A number of metadata publishers are already implementing some of these recommendations, including:
- five publishers (AraGWAS Catalog, iCFDdatabase, Interdisciplinary Earth Data Alliance (IEDA), TU Delft, University of Illinois at Urbana-Champaign) include application/x-hdf in 194 metadata records,
- thirty-seven (37) publishers include HDF in descriptions of metadata records,
- eighteen (18) publishers include HDF in titles of metadata records, and
- three (3) publishers include HDF as a subject in a metadata record.

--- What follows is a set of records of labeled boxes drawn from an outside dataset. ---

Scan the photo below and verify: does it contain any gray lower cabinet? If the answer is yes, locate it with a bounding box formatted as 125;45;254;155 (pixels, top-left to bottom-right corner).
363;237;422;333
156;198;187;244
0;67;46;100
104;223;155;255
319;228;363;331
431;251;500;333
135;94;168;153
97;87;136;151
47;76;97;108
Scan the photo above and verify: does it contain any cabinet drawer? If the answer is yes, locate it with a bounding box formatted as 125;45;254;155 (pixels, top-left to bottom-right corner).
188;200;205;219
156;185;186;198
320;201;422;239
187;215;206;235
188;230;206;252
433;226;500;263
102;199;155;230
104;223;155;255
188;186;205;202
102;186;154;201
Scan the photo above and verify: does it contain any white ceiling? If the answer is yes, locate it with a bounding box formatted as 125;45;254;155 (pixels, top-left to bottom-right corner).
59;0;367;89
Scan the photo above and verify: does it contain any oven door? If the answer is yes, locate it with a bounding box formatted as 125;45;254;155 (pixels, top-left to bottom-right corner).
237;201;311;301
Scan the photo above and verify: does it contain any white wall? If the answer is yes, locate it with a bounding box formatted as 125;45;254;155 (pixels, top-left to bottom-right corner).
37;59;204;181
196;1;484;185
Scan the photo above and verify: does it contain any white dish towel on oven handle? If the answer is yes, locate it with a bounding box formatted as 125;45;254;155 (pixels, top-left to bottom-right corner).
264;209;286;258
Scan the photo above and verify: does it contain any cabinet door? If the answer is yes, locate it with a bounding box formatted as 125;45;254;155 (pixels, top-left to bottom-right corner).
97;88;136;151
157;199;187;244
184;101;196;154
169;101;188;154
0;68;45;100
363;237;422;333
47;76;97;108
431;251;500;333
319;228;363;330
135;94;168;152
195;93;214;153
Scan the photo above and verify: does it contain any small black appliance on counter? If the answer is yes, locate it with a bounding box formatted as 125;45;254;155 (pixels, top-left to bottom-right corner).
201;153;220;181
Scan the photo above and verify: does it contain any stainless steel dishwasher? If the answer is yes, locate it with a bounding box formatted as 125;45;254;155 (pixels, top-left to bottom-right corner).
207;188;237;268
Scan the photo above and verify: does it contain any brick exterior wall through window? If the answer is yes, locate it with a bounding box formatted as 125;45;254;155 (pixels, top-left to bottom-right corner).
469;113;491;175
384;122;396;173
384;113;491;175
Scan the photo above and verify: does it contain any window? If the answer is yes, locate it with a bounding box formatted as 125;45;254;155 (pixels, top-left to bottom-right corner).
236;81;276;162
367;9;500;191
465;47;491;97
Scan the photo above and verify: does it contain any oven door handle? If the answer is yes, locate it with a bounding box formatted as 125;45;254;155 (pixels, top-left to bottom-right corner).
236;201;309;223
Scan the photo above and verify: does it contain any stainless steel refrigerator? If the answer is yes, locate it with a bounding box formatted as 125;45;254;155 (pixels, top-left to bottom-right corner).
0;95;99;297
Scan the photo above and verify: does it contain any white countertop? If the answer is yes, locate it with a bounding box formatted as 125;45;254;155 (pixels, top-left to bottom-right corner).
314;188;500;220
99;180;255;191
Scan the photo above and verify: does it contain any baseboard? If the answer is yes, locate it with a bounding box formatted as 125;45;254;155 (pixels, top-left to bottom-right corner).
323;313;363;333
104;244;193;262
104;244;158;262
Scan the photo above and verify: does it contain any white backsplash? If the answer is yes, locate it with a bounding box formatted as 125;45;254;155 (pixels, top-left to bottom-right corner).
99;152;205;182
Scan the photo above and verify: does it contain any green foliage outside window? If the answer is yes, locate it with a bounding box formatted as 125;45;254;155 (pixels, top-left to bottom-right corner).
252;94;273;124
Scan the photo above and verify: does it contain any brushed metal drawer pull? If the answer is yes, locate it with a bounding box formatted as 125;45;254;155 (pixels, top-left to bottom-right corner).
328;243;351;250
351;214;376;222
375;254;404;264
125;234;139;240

As noted above, hovever, very few of the metadata records include HDF in multiple locations. In fact, most of the publishers (74%) consistently use only one location for the format information. This limits the utility of the references as different metadata fields have different primary target audiences. For example, the description and title fields are aimed at human audiences and the format field, with a MIME Type, is aimed primarily at machine readability. Clearly both of these audiences are important and both can be served using the current DataCite schema.
The current metadata is very weak at accomplishing the important goal of using DOI’s to make connections that facilitate credit for software development. None of the current records take advantage of the “Requires” relationType even though many are written with version 4.1 of the DataCite schema.